Technical glitch hit trading
Trading was halted soon after UK stocks rallied in the morning following the bail-out of US mortgage giants Fannie Mae and Freddie Mac, and only resumed seven hours later.
Officials said they had suspended connections to its trading system after some clients experienced difficulty accessing market data.
The glitch hit as the FTSE 100 Index - which measures the share prices of the UK’s top 100 companies - roared ahead nearly 4% thanks to a US rescue package of the troubled mortgage firms.
There was half an hour’s trading late in the afternoon before the Footsie closed up 3.92% at 5,446.30.
Some of the UK’s biggest banking stocks surged to double-digit gains.
The American government intervention helped soothe market fears over the fate of the two companies, which own or guarantee more than five trillion US dollars (£2,800bn) worth of mortgages between them.
On Wall Street, the Dow Jones industrial average started up around 2% - a day after the nationalisation announcement.
Fannie and Freddie nationalised
The US government’s move has offered hopes that a further slump in the US housing market might be prevented.
Freddie Mac and Fannie Mae have lost billions of dollars because of the US sub-prime crisis and the global credit crunch, and their share prices have fallen by 90% in the past year.
They are being temporarily taken over by the US government in the largest state bail-out in history.
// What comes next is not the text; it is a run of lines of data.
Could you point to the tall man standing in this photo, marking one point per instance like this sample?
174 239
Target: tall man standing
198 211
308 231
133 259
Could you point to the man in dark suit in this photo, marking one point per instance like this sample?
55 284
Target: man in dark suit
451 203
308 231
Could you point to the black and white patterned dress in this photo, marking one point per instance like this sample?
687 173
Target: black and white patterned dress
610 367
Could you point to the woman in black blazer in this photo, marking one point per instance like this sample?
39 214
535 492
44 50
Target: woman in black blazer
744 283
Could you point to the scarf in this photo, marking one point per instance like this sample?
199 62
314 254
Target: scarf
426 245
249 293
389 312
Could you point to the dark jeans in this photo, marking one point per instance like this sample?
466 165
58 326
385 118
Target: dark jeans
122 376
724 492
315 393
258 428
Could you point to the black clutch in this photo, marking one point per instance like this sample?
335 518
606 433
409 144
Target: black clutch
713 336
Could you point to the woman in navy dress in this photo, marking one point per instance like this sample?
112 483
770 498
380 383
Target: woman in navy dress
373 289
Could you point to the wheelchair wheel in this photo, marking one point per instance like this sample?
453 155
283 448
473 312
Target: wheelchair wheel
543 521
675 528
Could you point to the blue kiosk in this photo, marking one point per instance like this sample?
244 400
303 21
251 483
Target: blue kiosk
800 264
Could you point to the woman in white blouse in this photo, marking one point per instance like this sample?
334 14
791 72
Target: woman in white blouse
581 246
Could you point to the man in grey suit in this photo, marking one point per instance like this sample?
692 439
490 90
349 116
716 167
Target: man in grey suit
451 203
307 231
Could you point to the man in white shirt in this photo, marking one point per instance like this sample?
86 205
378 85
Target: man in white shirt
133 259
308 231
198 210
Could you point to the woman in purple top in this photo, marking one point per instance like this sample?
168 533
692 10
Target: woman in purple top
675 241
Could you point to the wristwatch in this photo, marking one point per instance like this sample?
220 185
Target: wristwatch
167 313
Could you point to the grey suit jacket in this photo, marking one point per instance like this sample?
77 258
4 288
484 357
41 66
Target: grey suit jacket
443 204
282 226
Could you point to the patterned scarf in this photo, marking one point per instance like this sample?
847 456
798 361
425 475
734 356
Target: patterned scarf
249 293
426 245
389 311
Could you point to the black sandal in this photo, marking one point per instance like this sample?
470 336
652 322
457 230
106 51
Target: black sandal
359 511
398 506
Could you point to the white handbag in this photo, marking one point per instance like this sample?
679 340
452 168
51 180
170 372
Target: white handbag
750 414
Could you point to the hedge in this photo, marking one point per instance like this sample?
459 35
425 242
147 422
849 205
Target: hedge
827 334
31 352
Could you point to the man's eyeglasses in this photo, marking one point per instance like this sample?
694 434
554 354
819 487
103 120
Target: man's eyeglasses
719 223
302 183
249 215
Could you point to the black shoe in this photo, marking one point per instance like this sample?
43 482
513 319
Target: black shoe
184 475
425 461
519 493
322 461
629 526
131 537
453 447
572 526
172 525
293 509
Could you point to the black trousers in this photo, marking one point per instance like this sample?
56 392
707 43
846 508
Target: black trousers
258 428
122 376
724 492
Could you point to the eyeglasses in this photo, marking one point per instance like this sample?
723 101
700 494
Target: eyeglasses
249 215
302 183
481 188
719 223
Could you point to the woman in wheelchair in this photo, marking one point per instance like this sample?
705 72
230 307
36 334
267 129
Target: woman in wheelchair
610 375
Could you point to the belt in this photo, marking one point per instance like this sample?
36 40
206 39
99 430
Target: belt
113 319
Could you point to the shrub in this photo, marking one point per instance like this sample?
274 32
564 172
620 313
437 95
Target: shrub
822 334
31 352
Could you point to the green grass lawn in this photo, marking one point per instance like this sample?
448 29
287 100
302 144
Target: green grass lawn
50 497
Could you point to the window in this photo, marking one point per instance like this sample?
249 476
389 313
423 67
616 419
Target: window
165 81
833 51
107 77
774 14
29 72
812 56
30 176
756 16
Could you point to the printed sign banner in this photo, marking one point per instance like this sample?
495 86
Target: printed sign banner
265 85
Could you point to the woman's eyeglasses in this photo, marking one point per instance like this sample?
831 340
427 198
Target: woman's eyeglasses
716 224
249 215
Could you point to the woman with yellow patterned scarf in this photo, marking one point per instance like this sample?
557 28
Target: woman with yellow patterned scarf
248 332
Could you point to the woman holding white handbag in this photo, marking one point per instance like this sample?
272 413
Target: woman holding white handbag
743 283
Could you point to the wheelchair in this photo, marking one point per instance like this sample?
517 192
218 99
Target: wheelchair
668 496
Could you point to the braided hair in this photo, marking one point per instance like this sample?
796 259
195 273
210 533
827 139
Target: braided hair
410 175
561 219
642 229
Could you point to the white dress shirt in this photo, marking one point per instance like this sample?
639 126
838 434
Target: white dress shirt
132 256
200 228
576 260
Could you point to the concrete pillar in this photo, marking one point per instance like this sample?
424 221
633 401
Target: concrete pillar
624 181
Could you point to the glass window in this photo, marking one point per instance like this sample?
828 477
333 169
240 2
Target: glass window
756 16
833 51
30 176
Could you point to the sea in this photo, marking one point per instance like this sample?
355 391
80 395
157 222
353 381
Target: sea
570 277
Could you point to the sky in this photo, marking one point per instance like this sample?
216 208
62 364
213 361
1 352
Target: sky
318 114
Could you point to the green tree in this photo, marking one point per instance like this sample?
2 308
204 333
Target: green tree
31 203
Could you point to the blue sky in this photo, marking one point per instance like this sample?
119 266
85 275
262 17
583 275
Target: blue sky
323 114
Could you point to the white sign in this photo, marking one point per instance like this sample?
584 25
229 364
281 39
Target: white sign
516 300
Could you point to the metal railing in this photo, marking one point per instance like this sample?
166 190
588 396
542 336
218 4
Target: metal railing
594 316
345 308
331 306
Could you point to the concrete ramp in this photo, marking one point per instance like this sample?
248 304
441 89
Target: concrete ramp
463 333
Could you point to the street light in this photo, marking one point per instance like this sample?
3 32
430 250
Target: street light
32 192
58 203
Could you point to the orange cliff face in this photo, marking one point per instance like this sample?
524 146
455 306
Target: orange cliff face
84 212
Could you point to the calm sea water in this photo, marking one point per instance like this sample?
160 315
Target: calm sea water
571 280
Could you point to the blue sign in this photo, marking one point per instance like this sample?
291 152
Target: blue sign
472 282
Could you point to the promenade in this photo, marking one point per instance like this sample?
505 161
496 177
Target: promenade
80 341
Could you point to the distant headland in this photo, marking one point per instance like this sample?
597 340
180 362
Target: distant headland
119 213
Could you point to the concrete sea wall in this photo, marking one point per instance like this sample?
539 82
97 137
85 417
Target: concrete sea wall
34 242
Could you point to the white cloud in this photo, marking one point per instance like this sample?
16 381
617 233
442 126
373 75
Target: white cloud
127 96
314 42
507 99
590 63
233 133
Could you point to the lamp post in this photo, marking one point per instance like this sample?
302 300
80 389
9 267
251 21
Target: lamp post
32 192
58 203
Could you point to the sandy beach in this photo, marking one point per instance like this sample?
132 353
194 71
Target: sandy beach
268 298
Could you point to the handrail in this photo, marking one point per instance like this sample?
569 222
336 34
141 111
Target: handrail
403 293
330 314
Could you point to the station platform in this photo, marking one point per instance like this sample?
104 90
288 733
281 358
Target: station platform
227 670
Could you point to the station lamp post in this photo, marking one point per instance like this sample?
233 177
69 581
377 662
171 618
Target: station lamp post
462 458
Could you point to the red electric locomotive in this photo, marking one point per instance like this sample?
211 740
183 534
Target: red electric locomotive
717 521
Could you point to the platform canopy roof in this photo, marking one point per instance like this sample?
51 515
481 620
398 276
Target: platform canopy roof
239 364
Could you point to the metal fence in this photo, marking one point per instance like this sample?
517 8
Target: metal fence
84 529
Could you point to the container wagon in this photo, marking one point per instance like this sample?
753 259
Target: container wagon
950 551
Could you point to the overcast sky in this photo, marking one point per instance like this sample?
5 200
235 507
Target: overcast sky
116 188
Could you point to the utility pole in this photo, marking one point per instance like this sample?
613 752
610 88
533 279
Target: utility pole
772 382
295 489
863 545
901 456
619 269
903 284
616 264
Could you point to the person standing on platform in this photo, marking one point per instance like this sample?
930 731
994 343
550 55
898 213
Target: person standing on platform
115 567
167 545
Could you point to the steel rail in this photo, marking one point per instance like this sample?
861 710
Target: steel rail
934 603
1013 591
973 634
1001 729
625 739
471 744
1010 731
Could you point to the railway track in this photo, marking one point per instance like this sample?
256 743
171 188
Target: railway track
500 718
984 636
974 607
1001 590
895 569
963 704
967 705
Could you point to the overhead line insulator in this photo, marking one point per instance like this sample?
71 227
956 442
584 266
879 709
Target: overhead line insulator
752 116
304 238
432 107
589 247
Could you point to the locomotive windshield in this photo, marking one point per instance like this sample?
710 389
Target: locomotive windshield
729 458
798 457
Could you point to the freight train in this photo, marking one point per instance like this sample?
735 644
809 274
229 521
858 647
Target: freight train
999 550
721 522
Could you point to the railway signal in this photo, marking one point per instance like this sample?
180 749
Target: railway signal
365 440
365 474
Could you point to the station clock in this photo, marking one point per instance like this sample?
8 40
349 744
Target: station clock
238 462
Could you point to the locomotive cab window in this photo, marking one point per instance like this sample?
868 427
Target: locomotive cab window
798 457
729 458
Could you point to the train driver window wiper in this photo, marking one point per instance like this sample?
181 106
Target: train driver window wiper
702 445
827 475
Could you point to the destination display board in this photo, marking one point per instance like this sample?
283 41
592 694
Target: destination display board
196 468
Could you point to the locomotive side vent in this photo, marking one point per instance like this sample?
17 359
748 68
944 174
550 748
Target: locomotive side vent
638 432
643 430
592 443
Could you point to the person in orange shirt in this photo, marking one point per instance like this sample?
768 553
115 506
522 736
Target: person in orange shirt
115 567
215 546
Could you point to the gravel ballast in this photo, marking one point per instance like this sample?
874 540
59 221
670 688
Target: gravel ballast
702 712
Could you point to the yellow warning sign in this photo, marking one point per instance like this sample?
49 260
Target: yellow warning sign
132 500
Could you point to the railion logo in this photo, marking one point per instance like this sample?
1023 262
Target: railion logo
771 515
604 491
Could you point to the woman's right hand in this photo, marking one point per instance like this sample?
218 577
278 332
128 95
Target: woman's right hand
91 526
The companies are being placed in a “conservatorship” to help the financial system recover from massive housing losses, officials said.
Fannie Mae And Freddie Mac Explained
The US Treasury said it was prepared to invest $100bn (£50bn) each to shore up Fannie Mae and Freddie Mac.
The past year has seen market confidence wane as property prices have plummeted in the worst US housing slump in decades.
Fannie Mae and Freddie Mac own or guarantee around half America’s total mortgage market.
If they had failed, it would have caused economic collapse not just in the United States
Read analysis of bail-out by Sky business editor Michael Wilson.
President Bush said the giants posed an “unacceptable risk” to the financial system.
The news about their nationalisation sent Asian stock markets soaring overnight, with Japan’s benchmark Nikkei 225 up 3.4% and Hong Kong’s Hang Seng showing gains of almost 4%.